A 2018 Bureau of Labor Statistics survey found 79 percent of independent contractors preferred their current work arrangement to traditional employment.

Reclassifying workers en mass would force these people to find more rigid, traditional employment they might not necessarily want, Dieterle argues.

It's an argument rideshare companies have made themselves. Lyft drivers "overwhelmingly prefer the freedom of working where, when, and how much they want. Many are moms, students, seniors, or veterans, and 75% of them drive less than 10 hours a week," the company told Reason when California's independent contractor bill, AB 5, was still pending. That legislation would "would force ridesharing drivers into shift work, eliminating the control drivers currently have over their own schedules."

Lyft, Uber, and other app-based businesses are pushing a ballot initiative that would alter AB 5 to exempt their workers from being employees.

It's not just the gig economy that is balking at these new regulations. The trucking industry has also deemed them too restrictive, arguing that they effectively make it impossible for motor-carrier companies to contract with owner-operator truckers.

This month, California was hit with a lawsuit from the California Trucking Association and two owner-operator truckers who're arguing that the state's ABC test is pre-empted by federal law.

New Jersey trucking advocates are making similar claims about Sweeney's bill.

"This bill will fundamentally change the transportation business model that has existed for over 100 years," said Salvador Simao, an attorney and former New Jersey Motor Truck Association board member, to Fox Business. "This transformation will make New Jersey the most restrictive country in terms of utilizing owner-operators."

Dieterle says that there are reasonable concerns about ensuring workers retain certain benefits and protections in a world where fewer and fewer of them have traditional employment. But, he argues, there are less heavy-handed ways of doing that than a wholesale reclassification of workers.

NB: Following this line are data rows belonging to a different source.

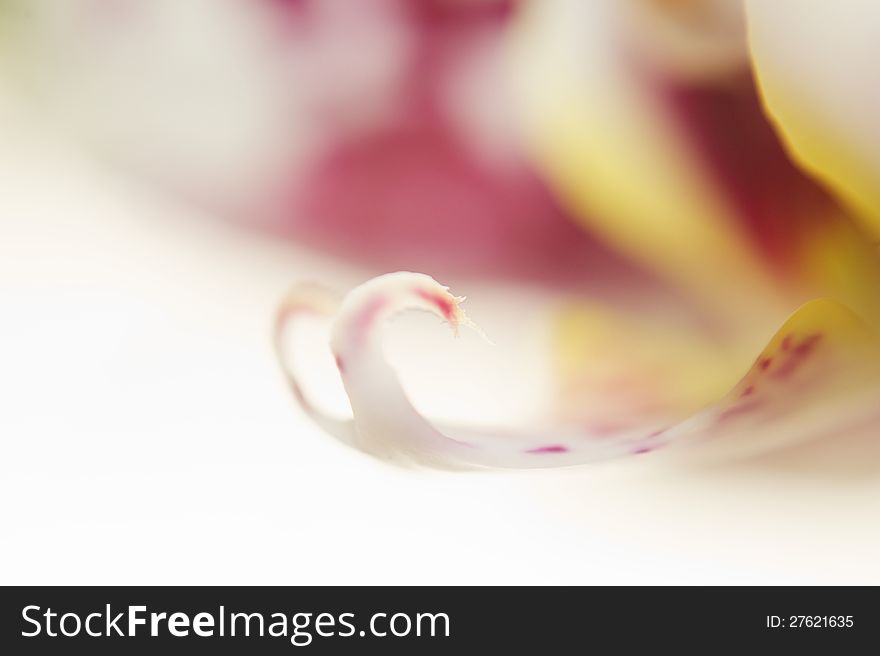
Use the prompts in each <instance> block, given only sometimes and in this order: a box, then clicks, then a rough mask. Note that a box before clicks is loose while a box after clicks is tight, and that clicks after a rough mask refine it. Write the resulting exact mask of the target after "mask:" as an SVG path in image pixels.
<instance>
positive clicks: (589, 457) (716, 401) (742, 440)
mask: <svg viewBox="0 0 880 656" xmlns="http://www.w3.org/2000/svg"><path fill="white" fill-rule="evenodd" d="M462 300H463V299H462V298H461V297H457V296H454V295H452V294H451V293H450V292H449V290H448V289H447V288H446V287H444V286H442V285H440V284H439V283H437V282H436V281H435V280H433V279H432V278H430V277H429V276H426V275H422V274H415V273H405V272H402V273H393V274H388V275H385V276H380V277H379V278H375V279H373V280H370V281H369V282H367V283H365V284H363V285H361V286H360V287H357V288H356V289H354V290H353V291H351V292H350V293H349V294H348V295H347V296H346V297H345V299H344V300H343V302H342V304H341V305H340V306H339V309H338V311H337V313H336V315H335V318H334V321H333V325H332V330H331V335H332V336H331V344H330V345H331V349H332V351H333V353H334V355H335V357H336V362H337V365H338V367H339V371H340V375H341V376H342V380H343V383H344V385H345V390H346V392H347V394H348V397H349V399H350V401H351V407H352V412H353V427H352V428H353V430H351V431H350V432H349V431H347V430H346V431H339V430H338V427H333V430H331V432H333V434H335V435H337V437H340V438H341V439H343V441H345V442H347V443H348V444H351V445H353V446H355V447H357V448H359V449H361V450H363V451H365V452H367V453H369V454H371V455H373V456H376V457H378V458H381V459H383V460H387V461H393V462H396V463H399V464H419V465H426V466H433V467H439V468H446V469H464V468H473V467H501V468H540V467H559V466H568V465H577V464H583V463H588V462H595V461H601V460H609V459H613V458H620V457H624V456H630V455H643V454H647V453H651V452H656V451H660V450H664V449H667V448H669V449H670V450H671V448H672V447H675V448H676V449H679V450H682V449H683V447H685V446H687V447H688V449H689V452H691V453H699V452H701V451H702V452H704V453H709V454H713V453H716V452H717V451H718V450H719V449H720V451H721V452H723V453H731V452H736V453H743V452H752V451H755V450H762V449H767V448H770V447H773V448H778V447H781V446H786V445H789V444H791V443H793V442H797V441H800V440H803V439H810V438H818V437H823V436H827V435H834V434H836V433H837V431H840V430H846V428H847V427H848V426H851V425H863V424H864V423H865V422H878V421H880V411H878V409H877V407H876V398H877V393H878V390H880V355H878V354H880V348H878V339H877V336H876V334H875V333H874V332H872V331H871V330H870V329H869V328H868V327H867V326H866V325H865V324H864V323H862V322H861V320H860V319H858V318H857V317H856V316H855V315H854V314H852V313H851V312H850V311H849V310H847V309H846V308H844V307H843V306H841V305H839V304H838V303H836V302H834V301H831V300H825V299H819V300H815V301H812V302H810V303H808V304H806V305H805V306H803V307H801V308H800V309H799V310H798V311H797V312H795V313H794V314H793V315H792V317H791V318H790V319H789V320H788V321H787V322H785V324H784V325H783V326H782V328H781V329H780V330H779V331H778V333H777V334H776V335H775V336H774V337H773V338H772V339H771V341H770V342H769V344H768V345H767V347H766V348H765V349H764V351H762V353H761V354H760V355H759V357H758V358H757V359H756V360H755V361H754V363H753V365H752V366H751V368H749V369H748V372H747V373H746V375H745V376H744V377H742V379H741V380H740V382H739V383H737V384H736V385H735V386H734V387H733V388H732V389H731V390H730V391H729V392H728V393H727V394H726V395H724V396H723V397H722V398H720V399H718V400H717V401H716V402H715V403H713V404H711V405H709V406H708V407H705V408H703V409H699V408H697V409H695V410H694V412H693V413H692V414H691V416H690V417H682V418H680V419H679V420H678V421H674V422H670V423H666V424H657V423H656V418H653V417H627V418H626V420H627V422H626V425H627V427H626V428H621V429H612V430H601V431H600V430H596V429H595V428H589V427H587V428H581V427H571V426H560V427H558V428H555V429H550V430H545V431H520V430H498V431H483V430H469V429H466V428H461V427H441V426H439V425H437V424H435V423H434V422H432V421H430V420H429V419H427V418H426V417H424V416H422V415H421V414H420V413H419V412H418V411H417V410H416V409H415V408H414V407H413V405H412V403H411V402H410V400H409V399H408V398H407V396H406V393H405V391H404V389H403V387H402V385H401V382H400V380H399V378H398V376H397V374H396V372H395V371H394V369H393V368H392V367H391V366H390V365H389V363H388V361H387V360H386V358H385V355H384V353H383V349H382V342H381V339H382V334H383V330H382V328H383V326H384V325H385V324H386V322H387V321H388V320H389V319H391V318H392V317H393V316H395V315H397V314H399V313H401V312H404V311H409V310H421V311H428V312H432V313H434V314H436V315H437V316H439V317H441V318H443V319H445V320H446V321H447V322H448V323H449V324H450V326H451V327H452V328H453V330H457V329H458V328H459V326H461V325H467V326H471V327H474V328H475V326H473V324H472V323H471V322H470V321H469V320H468V319H467V317H466V316H465V314H464V311H463V310H462V308H461V305H460V304H461V301H462ZM284 316H285V317H287V316H291V315H290V314H289V313H287V314H285V315H284ZM297 398H298V399H299V400H300V402H301V403H306V402H305V401H304V398H305V397H304V396H303V394H302V393H301V391H300V392H299V393H298V394H297ZM589 402H590V399H589V398H587V399H584V403H589ZM306 410H307V411H308V412H309V414H310V415H312V416H315V413H314V410H313V409H311V408H309V407H308V406H306ZM318 419H319V420H320V421H324V418H323V417H321V416H320V415H319V416H318ZM722 438H724V439H722ZM734 438H735V439H734Z"/></svg>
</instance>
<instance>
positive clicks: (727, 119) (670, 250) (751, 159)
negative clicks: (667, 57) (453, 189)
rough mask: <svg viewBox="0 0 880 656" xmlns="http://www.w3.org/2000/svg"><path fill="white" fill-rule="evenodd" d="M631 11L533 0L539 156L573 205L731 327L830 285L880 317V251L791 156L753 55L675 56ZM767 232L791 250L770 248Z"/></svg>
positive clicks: (808, 297)
mask: <svg viewBox="0 0 880 656" xmlns="http://www.w3.org/2000/svg"><path fill="white" fill-rule="evenodd" d="M635 4H636V5H639V3H635ZM655 4H658V5H662V4H663V3H655ZM669 4H670V5H675V6H676V7H677V6H678V4H687V5H700V4H707V3H705V2H703V3H701V2H699V1H697V2H689V3H669ZM708 4H711V3H708ZM767 4H773V3H767ZM689 8H690V7H689ZM632 9H633V3H631V2H614V1H611V0H596V1H595V2H589V3H583V2H577V0H548V1H547V2H541V3H534V4H532V5H529V7H528V10H527V11H526V12H524V15H523V17H522V19H521V21H520V24H519V25H518V28H517V29H516V30H515V32H514V33H513V36H512V39H511V67H512V69H513V71H514V73H513V75H514V77H515V79H516V80H517V82H518V89H519V96H518V99H519V101H520V103H519V107H520V111H521V114H522V120H523V124H524V126H525V130H526V132H527V134H528V136H529V138H530V141H531V144H532V148H533V153H534V156H535V158H536V159H537V160H538V162H539V163H540V165H541V167H542V169H543V171H544V172H545V174H546V175H547V178H548V180H549V181H550V183H551V185H552V186H553V187H554V188H555V190H556V192H557V193H558V194H559V196H560V198H561V199H562V201H563V202H564V203H565V204H566V206H567V208H568V209H569V211H570V212H571V213H572V215H573V216H575V217H576V218H577V220H579V221H580V222H581V223H582V224H583V225H584V226H585V227H586V228H587V229H588V230H590V231H592V232H594V233H595V234H597V235H598V236H599V237H600V238H602V239H604V240H605V241H607V242H608V243H610V244H611V245H612V246H613V247H615V248H617V249H618V250H619V251H621V252H623V253H625V254H627V255H628V256H630V257H632V258H635V259H637V260H639V261H640V262H642V263H643V264H646V265H647V266H649V267H650V268H652V269H653V270H654V271H656V272H657V273H658V275H660V276H662V277H663V278H665V279H667V280H672V281H673V282H674V283H675V284H676V285H677V286H679V287H681V288H684V289H687V290H689V291H690V293H691V294H692V295H693V297H695V298H696V299H698V302H699V303H700V304H702V305H703V306H706V307H709V306H711V307H712V310H711V311H712V312H713V313H714V314H716V315H717V316H719V317H721V321H722V322H723V323H725V324H726V325H728V326H731V327H734V326H736V324H737V323H738V322H741V321H743V320H745V322H746V324H747V325H745V326H741V325H740V326H736V328H735V329H742V328H744V329H745V330H747V331H748V330H751V329H752V328H753V324H754V323H755V322H761V324H760V326H761V329H763V330H767V329H770V327H771V326H773V325H775V324H777V323H778V321H780V320H781V318H782V316H784V315H785V314H787V313H789V312H791V311H792V310H793V309H794V308H795V307H797V306H798V305H799V304H801V303H803V302H805V301H807V300H809V299H811V298H815V297H817V296H830V297H833V298H837V299H838V300H840V301H841V302H844V303H846V304H847V305H848V306H850V307H852V308H853V309H855V310H856V311H858V312H859V313H860V314H862V315H863V316H865V317H866V318H868V319H869V320H871V321H872V322H876V321H877V320H878V319H880V315H878V304H877V303H876V302H875V301H874V296H875V294H874V292H873V289H874V288H875V286H876V284H877V283H878V281H880V268H878V258H877V257H876V255H877V251H876V248H875V247H874V246H873V245H872V244H871V243H870V241H869V240H868V239H866V238H865V235H864V234H862V232H861V231H860V229H859V228H858V227H857V226H854V225H853V222H852V221H851V220H850V217H848V216H847V215H846V211H845V210H844V209H843V208H841V207H840V206H839V205H838V204H837V203H836V202H835V200H834V199H832V198H830V197H829V196H828V194H827V193H825V191H824V190H823V189H822V188H820V187H819V186H817V185H816V184H814V183H813V182H812V181H811V180H810V179H809V178H808V177H807V176H805V175H803V173H802V172H800V171H799V170H798V169H797V167H795V166H794V165H793V164H792V163H791V162H790V161H789V160H788V158H787V156H786V153H785V151H784V150H783V147H782V146H781V144H780V143H779V140H778V138H777V137H776V136H775V135H774V134H773V131H772V127H771V126H770V125H769V122H768V121H767V119H766V118H765V117H763V116H762V108H761V106H760V100H759V98H758V96H757V95H756V93H755V89H754V86H753V84H752V82H751V80H750V79H749V74H748V70H747V65H746V63H745V62H743V63H742V66H741V68H740V70H739V71H737V70H736V69H735V68H733V69H729V68H724V69H722V70H720V71H719V70H718V68H717V67H711V68H710V69H709V70H708V71H703V72H702V74H700V75H694V74H693V73H692V72H691V71H686V72H682V71H680V70H676V69H671V68H664V67H663V65H661V64H658V63H657V61H655V60H654V59H651V58H650V57H646V54H645V48H644V47H643V46H642V45H641V44H640V43H639V42H638V39H639V38H640V37H642V36H643V34H644V29H645V27H644V25H643V24H642V23H641V22H639V24H638V25H636V26H635V27H634V25H633V23H634V21H633V11H632ZM652 11H653V12H655V13H656V11H659V10H658V9H656V8H655V9H653V10H652ZM641 13H644V12H641ZM649 13H650V12H649ZM635 14H636V15H637V16H638V15H641V14H640V12H635ZM636 22H638V21H636ZM649 54H650V53H649ZM713 74H714V75H715V76H714V77H713ZM877 188H880V187H877ZM755 231H757V232H759V233H763V234H765V235H769V236H770V237H771V239H772V240H773V241H774V242H775V244H776V246H775V247H774V248H775V249H776V250H777V251H780V252H772V253H769V254H768V253H762V252H761V248H760V247H759V246H760V245H759V244H758V243H756V239H755V234H754V233H755ZM779 244H783V245H784V246H782V247H781V248H780V247H779ZM745 306H748V307H749V312H748V313H747V314H746V313H743V312H741V311H740V308H742V307H745Z"/></svg>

A July 2019 policy brief put out by R Street and Tech Freedom, another think tank, suggests several alternative models, including a "safe harbor" approach that would evaluate whether a worker is an independent contractor or not based on how closely their work is tied to one firm, or a "portal benefits" model where contractors could purchase traditionally employer-provided, non-cash benefits from independent entities.

Not all of these alternatives are necessarily palatable to libertarians. A true free market approach would naturally involve letting the relationship between workers and employers evolve along with the rest of the economy. But those options would be less bad than the approach taken by states like New Jersey and California.